By Lisa Donchak

If you could make a burger out of anything, what would it be?

On Sunday, the College Eight Programs Office, the Student Environmental Center (SEC), and the UC Santa Cruz chapter of the California Student Public Interest Research Group (CalPirg), agreed that barbequed portobello mushrooms, bell peppers, and avocados would make great-tasting burgers.

In addition to making burgers, the three groups on campus organized the annual Earth Day celebration, titled “Ode to the Globe.”

The only Earth Day event in Santa Cruz this year was located in the College Eight plaza and featured bands, speakers, workshops, and informational tables all focused on the theme of global sustainability.

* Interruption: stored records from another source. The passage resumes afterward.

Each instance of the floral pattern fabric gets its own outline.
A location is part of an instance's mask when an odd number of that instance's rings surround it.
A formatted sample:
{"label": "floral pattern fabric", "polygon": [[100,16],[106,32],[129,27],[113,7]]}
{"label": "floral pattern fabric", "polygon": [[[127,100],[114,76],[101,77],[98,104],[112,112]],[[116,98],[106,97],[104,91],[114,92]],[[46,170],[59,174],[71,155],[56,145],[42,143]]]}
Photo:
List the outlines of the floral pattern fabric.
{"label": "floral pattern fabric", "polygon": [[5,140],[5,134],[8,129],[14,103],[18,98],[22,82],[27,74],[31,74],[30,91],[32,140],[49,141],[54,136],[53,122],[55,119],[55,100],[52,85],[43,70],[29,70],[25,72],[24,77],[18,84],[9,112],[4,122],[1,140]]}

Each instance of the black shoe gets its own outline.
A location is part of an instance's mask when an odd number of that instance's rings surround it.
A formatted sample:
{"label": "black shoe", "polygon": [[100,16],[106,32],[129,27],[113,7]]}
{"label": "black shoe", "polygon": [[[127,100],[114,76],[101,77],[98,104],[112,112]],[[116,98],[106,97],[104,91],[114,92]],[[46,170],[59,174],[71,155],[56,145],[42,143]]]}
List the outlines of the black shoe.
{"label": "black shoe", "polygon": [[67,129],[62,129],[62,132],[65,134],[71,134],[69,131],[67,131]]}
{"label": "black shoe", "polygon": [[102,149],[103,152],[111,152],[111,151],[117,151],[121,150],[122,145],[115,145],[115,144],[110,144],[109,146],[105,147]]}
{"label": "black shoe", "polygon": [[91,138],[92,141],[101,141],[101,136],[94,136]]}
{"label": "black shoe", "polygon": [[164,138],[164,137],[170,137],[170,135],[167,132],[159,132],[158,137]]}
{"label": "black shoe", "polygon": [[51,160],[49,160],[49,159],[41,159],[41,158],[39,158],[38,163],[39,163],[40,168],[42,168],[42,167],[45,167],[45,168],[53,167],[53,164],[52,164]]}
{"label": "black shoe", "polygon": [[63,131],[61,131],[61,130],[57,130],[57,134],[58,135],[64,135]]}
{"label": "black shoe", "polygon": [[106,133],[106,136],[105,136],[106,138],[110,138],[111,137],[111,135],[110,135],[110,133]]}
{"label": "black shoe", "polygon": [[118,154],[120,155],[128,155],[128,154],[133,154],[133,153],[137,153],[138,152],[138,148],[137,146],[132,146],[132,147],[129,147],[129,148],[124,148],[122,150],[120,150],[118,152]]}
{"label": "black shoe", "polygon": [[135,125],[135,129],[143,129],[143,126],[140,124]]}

The portabello mushroom burgers were part of a free vegetarian lunch.

Sarah Black, an organizer from the SEC, said, “It’s really good to celebrate our earth and everything about it.”

She spoke from behind the SEC’s informational table, which was covered with stickers and flyers promoting sustainability.

Ocean Robbins, founder and co-president of YES! (Youth for Environmental Sanity), spoke at the event. His speech covered everything, from an alphabetized list of high-school stereotypes to the politics of fruit-fly infestation.

After his speech, Robbins explained that when he was younger, “conversations about the future of life on earth were daily dinner conversations.”

His father, John Robbins, wrote the popular book “Diet for a New America.” Inspired by his family’s interest in sustainability, Ocean founded YES! when he was 16 years old.

According to the website,, YES! connects, inspires and empowers young change-makers to join forces and promote a thriving, just and sustainable way of life.

“The problems we face are all connected, and so are the solutions,” Ocean told City on a Hill Press. “Events like this are giving people resources and tools, giving people inspiration, and helping people celebrate being able to make a difference in our lives.”

While listening to music and speeches like Ocean’s, students and Santa Cruz residents painted flowerpots, decorated light switch covers and silk screened and tie-dyed T-shirts.

Laura Salcido, from the College Eight Programs Office, was a key event organizer.

“We wanted to make an event that was geared toward learning,” she explained, “that anybody would find appealing to come to.”

Joy Pehlke, also from the College Eight Programs Office, expressed a similar view.

“We wanted to try to make it accessible to the community,” she said. “We hope [attendants were] able to go to some of the workshops and learn something.”